Agreement between India and Uzbekistan on Cooperation in exploration and uses of outer space for peaceful purposes.
The agreement was signed on October 1, 2018, at New Delhi during the State visit of the President of Uzbekistan to India. The signing of the agreement will strengthen the cooperation between India and Uzbekistan and would provide impetus to explore newer research activities and application possibilities in the field of remote sensing, satellite communication, satellite navigation, space science and exploration of outer space.
MoU between India and Morocco for Cooperation in the Peaceful Uses of Outer Space.
The MoU was signed at New Delhi on September 25, 2018. The MoU would lead to set up a Joint Working Group, drawing members from DOS/ISRO and Royal Centre for Remote Sensing (CRTS) and the Royal Centre for Space Research and Studies (CRERS), which will further work out the plan of action including the time-frame and the means of implementing the MoU.

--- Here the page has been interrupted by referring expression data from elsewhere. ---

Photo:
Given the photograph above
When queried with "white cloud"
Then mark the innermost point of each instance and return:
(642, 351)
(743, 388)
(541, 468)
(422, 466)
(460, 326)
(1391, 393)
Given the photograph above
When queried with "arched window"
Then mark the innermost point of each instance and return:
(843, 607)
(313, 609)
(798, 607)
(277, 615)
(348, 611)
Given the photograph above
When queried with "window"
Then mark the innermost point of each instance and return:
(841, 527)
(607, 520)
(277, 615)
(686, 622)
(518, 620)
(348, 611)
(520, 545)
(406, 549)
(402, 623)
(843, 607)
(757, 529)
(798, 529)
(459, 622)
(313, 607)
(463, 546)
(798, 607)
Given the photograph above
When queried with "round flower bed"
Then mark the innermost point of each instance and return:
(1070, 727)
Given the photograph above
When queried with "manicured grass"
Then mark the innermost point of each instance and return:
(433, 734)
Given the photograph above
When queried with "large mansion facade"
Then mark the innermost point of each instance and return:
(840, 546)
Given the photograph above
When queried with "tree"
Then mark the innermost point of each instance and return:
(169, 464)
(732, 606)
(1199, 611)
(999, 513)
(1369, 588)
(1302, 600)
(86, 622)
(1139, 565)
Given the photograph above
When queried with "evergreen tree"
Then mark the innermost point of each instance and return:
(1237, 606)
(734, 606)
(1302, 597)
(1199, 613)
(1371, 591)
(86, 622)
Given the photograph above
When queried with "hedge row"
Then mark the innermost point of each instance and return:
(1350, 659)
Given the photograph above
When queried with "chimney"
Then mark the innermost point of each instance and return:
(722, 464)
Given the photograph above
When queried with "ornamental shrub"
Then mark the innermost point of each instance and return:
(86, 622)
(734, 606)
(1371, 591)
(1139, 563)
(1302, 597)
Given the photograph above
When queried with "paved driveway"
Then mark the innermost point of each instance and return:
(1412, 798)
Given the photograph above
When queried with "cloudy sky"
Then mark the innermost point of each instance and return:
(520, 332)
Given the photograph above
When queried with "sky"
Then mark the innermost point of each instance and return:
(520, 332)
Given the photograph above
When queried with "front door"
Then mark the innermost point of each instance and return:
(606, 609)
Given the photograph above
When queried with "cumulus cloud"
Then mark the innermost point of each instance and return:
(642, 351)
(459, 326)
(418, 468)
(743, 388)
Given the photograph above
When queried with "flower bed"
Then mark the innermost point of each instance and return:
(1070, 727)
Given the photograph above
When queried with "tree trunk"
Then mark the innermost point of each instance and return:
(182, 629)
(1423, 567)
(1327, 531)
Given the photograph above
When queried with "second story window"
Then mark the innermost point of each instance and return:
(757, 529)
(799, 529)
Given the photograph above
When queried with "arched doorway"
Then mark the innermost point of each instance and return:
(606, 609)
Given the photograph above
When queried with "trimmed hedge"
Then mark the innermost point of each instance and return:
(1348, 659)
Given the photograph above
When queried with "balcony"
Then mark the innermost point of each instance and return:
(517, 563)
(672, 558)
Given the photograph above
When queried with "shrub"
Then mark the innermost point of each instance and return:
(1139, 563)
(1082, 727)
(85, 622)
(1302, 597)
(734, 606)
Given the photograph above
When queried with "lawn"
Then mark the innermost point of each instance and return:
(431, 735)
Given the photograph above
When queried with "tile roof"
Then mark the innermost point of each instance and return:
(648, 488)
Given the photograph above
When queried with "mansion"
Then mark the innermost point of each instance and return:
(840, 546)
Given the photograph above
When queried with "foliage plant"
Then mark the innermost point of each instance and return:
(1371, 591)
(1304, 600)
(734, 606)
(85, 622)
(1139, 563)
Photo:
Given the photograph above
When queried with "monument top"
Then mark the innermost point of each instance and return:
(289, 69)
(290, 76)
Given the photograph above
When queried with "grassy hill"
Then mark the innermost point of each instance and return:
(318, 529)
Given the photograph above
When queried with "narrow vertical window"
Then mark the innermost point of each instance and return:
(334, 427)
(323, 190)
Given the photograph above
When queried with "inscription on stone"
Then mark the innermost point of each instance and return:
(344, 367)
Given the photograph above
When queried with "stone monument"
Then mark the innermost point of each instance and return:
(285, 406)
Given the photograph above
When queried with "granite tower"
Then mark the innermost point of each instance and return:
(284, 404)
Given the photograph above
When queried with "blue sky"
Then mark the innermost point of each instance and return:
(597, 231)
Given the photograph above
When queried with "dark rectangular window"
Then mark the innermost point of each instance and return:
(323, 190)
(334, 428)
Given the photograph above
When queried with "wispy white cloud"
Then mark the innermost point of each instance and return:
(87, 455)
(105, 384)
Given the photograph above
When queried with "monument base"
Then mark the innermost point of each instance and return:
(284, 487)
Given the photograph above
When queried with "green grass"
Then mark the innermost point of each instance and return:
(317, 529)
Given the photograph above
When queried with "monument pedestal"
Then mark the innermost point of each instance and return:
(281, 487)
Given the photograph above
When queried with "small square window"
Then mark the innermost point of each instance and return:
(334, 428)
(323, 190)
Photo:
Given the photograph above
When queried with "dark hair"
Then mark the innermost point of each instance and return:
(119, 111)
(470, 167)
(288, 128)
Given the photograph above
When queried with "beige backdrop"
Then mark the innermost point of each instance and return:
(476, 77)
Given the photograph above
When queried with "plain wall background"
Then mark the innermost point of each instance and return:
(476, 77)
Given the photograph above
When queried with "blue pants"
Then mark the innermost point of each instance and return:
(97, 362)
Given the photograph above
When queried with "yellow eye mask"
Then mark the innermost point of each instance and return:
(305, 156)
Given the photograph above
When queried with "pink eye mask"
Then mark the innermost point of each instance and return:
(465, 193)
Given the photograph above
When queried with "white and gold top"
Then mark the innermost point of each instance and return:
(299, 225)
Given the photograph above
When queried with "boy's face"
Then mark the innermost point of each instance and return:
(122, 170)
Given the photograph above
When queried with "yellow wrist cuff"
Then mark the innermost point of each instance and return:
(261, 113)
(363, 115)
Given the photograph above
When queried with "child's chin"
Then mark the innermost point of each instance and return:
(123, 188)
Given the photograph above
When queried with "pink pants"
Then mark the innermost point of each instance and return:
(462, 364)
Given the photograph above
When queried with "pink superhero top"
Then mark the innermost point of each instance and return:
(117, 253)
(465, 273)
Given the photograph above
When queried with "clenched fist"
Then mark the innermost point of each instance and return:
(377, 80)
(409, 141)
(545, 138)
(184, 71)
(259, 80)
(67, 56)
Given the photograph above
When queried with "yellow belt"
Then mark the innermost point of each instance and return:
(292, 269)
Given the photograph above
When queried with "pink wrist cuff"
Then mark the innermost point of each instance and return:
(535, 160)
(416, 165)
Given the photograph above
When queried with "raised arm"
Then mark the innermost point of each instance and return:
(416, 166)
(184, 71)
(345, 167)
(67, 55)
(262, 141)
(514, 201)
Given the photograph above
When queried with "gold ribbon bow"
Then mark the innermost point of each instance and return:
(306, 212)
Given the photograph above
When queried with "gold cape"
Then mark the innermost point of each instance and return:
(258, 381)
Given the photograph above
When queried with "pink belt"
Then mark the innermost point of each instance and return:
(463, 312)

Agreement between India and Algeria on Cooperation in the field of Space Sciences, Technologies and Applications.
The MoU between India and Algeria aims to provide impetus to explore newer research activities. (Photo: Twitter/ indianalgeria)
The Agreement was signed at Bengaluru on September 19, 2018. The signing of the Agreement will strengthen the cooperation between India and Algeria, and provide impetus to explore newer research activities and application possibilities in the field of remote sensing of the earth, satellite navigation, space science and exploration of outer space.
MoU between India and Brunei Darussalam on Cooperation in the operation of Telemetry Tracking and Telecommand station for satellite and launch vehicles, and for cooperation in the field of Space Research, Science and Applications.
The MoU was signed in New Delhi on July 19, 2018.
MoU between India and South Africa on cooperation in the exploration and uses of outer space for peaceful purposes.
The MoU was signed in Johannesburg on July 26, 2018. The signing of this MoU shall enable pursuing the potential areas of cooperation such as space science, technology and applications including remote sensing of the earth, satellite communication and satellite-based navigation, space science and planetary exploration, use of spacecraft and space systems and ground systems, and application of space technology.
MoU signed between India represented by the ISRO and Oman represented by the Ministry of Transport and Communications on Cooperation in the peaceful uses of outer space, in February 2018 at Muscat.
This MoU shall enable the following areas of cooperation such as space science, technology and applications including remote sensing of the earth, satellite-based navigation, space science and planetary exploration, use of spacecraft and space systems and ground system, and application of space technology.
To sum up, it would suffice to say that, be it Mission Shakti, Chandrayaan-2 or the most ambitious of the lot, the upcoming Gaganyaan, India's scientists and organisations like ISRO and DRDO deserve all the accolades that will continue to come their way. Both Modi 1.0 and Modi 2.0 governments have invested more than mere resources in space research and exploration. PM Narendra Modi has invested his personal credibility and it is only a matter of time before Chandrayaan-2 accomplishes a controlled soft landing of the rover on the lunar south pole, unlike Chandrayaan-1, which only orbited around the moon.
Landing a rover in a controlled descent, to explore lunar terrain and unravel the unsolved mysteries in the deep craters of the moon, using homegrown, indigenous technology, will be a first for India, also making it only the fourth country in the world to do so. That the ambitious Chandrayaan-2 costs less than half of what it took to make a Hollywood blockbuster like Avengers Endgame, or say, a movie like Interstellar, is, of course, the added icing on the cake.
Sometimes, you can have your cake and eat it too and Chandrayaan-2 fits the bill perfectly.